Орлинский аккуратно положил письмо обратно в конверт, предварительно записав номер телефона. Посмотрел на часы – почти час ночи. Нормальное время для Мракова, наверняка ещё не спит. Набрал номер Олега.
– Олег, привет! Надеюсь, не разбудил самого крутого газетчика в мире? – весело спросил он.
– Нет! Я вот только-только домой зашел, разуться не успел, – в тон ему ответил Мраков. – Ты-то чего не спишь? Наверняка с очередной красоткой политинформацию на ночь глядя проводишь? Нежно терзаешь упругое тело какой-нибудь очаровашки? А? Самое время! Чего тебе ещё, холостому да не обременённому семейным бытом, делать?

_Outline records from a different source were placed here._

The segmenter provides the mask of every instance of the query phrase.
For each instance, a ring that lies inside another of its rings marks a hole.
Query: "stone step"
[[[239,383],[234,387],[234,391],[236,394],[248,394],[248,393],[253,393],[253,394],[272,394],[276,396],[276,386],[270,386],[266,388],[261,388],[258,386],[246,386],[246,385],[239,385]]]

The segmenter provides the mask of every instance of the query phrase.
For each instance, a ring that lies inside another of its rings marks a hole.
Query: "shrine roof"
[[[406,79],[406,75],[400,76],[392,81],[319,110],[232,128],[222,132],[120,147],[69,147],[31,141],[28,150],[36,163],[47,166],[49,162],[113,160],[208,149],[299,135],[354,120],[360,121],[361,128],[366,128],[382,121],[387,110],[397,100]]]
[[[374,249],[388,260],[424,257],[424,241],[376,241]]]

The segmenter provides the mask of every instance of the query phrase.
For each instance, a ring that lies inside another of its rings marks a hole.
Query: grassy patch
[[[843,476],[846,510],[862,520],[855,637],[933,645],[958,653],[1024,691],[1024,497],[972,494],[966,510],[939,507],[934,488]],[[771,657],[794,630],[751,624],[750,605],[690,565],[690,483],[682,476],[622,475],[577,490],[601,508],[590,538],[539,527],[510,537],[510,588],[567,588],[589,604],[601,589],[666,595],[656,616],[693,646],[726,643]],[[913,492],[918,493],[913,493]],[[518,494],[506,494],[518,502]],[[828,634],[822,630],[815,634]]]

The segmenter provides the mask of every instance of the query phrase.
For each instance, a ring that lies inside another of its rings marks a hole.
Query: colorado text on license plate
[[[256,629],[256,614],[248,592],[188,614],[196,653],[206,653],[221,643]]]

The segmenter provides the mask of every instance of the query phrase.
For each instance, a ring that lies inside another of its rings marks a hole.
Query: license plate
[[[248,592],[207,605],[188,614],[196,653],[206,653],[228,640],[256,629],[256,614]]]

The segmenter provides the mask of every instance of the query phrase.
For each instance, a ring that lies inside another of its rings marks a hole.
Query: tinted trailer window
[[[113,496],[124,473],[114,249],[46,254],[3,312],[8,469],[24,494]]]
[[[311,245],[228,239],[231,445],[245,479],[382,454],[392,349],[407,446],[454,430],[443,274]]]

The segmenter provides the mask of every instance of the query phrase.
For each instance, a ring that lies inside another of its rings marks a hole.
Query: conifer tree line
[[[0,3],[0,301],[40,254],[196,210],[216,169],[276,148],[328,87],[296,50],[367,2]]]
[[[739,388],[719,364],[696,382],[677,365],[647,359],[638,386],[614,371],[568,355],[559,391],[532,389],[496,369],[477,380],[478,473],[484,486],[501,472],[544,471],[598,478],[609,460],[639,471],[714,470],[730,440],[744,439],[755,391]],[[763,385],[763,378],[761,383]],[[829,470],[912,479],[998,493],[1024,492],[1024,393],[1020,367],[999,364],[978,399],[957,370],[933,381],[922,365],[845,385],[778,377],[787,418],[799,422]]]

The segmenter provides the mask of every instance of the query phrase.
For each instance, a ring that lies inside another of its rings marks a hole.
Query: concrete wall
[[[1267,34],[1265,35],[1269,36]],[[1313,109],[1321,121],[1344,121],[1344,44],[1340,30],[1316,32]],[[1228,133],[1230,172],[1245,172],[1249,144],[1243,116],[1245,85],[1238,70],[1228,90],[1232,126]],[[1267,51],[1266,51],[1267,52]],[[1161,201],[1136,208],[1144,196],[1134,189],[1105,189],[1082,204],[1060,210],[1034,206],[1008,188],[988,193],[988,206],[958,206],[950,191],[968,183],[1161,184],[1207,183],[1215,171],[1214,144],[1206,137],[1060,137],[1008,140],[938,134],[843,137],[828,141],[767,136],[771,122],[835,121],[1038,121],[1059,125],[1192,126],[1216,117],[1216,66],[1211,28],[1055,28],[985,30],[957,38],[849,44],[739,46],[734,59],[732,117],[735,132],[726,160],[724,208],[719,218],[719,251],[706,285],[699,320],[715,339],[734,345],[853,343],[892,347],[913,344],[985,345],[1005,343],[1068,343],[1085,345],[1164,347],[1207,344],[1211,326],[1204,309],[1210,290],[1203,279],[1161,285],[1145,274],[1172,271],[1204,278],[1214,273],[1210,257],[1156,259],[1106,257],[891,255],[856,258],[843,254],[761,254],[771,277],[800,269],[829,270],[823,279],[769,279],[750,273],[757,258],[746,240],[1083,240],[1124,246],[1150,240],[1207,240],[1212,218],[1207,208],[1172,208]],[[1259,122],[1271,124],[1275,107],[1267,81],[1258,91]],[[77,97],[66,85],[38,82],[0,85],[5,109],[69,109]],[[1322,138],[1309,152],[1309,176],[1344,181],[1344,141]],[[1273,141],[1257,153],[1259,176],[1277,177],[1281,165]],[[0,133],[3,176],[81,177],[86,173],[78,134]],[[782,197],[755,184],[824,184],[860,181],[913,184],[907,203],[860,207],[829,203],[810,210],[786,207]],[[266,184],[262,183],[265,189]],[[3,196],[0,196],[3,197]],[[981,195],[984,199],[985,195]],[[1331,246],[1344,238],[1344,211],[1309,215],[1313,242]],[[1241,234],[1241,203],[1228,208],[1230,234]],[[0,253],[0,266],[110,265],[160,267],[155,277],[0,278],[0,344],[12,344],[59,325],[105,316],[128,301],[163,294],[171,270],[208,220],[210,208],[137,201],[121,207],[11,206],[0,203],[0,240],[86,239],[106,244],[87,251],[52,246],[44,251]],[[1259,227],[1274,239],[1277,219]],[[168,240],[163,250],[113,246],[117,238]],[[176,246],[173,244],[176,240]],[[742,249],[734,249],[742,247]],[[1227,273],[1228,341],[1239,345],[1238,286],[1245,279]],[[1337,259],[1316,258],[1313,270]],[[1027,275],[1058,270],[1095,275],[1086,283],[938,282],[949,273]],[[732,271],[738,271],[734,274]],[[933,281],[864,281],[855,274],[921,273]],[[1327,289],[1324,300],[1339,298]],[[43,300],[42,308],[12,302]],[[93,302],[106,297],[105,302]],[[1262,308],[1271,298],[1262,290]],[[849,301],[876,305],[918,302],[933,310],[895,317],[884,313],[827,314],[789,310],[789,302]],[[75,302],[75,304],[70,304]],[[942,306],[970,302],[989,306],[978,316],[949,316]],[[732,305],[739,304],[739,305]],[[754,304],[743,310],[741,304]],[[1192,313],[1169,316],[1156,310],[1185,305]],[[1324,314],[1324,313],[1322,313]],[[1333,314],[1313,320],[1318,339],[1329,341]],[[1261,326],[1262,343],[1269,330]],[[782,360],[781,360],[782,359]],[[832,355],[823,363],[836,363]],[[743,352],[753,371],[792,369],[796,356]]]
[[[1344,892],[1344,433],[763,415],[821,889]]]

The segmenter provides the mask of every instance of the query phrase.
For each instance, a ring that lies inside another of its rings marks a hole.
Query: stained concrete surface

– Почти угадал. Я по делу, очень интересному. Послание я тут получил от одного человека. Я ему как-то услугу небольшую оказал, – уже серьёзным тоном сказал Юрий. – Должен признаться, интересное письмо. Я тебя по делу сразу спрошу, чтобы время не тянуть, а то поспать ещё надо…
– Подожди, подожди, друг! Один вопрос. С Диканьцевым переговорил?
– Да, конечно, всё отлично. Завтра будем дату вылета определять.
– О! Вот это я понимаю! – обрадовался Олег. – Теперь давай говори, слушаю. Семья вся спит. Я, правда, голодный как собака, но ничего, потерплю.
– Помнишь, ты архивные бумаги приносил про лагерь Бутугычаг?